One in four Americans have tap water that is unsafe to drink or hasn’t been monitored in accordance with federal law, according to the Natural Resources Defense Council.
If you’re concerned that your own tap water is unsafe, you may have a hard time finding any information. Mae Wu, a senior attorney for the council’s health program, told the New York Times that underreporting makes it hard for residents to find out if their tap water is contaminated.
In 2015, nearly 77 million Americans lived in areas where the departments in charge of their water violated at least one safety regulation, according to the report released last week. Of the 80,000 reported violations that year, 12,000 were “health-based” or involved contamination.
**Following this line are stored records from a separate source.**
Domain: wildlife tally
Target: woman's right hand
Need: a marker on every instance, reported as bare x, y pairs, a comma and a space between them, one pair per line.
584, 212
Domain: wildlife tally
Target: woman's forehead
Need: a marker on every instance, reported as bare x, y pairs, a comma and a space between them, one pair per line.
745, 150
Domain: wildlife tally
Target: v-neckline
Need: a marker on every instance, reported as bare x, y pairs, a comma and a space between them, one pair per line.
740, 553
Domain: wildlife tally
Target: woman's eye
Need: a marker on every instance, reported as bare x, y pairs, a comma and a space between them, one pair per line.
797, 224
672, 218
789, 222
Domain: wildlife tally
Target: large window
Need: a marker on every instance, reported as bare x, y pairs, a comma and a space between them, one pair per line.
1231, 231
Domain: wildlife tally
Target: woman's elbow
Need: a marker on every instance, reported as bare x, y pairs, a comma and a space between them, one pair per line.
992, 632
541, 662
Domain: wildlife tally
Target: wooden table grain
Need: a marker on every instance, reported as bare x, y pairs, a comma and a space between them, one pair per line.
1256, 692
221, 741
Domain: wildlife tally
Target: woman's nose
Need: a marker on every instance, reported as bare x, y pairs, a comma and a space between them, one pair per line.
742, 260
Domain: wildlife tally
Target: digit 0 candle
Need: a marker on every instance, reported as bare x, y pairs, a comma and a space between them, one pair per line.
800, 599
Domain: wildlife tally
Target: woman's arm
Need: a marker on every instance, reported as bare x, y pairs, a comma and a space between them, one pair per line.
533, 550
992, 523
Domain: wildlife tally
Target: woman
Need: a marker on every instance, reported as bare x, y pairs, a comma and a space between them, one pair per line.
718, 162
Based on population, Texas, Florida, Pennsylvania, and New Jersey have the most violations.
The report concludes that the federal government isn’t doing enough to enforce regulations on water. “This has been tolerated so long, and it is so ingrained in the EPA culture to look the other way,” said Marc Edwards, a Virginia Tech scientist who helped bring Flint’s water crisis to national attention. “They’re going to need outside pressure to act and enforce existing laws.”
Donald Trump has said “crystal clear water” is important to him, but him and his new EPA administrator want to cut the agency’s budget by up to 31 percent, which the NRDC says would pose a new threat to what is already a water crisis. And as troubling as the statistics above are, they’re just the tip of the iceberg.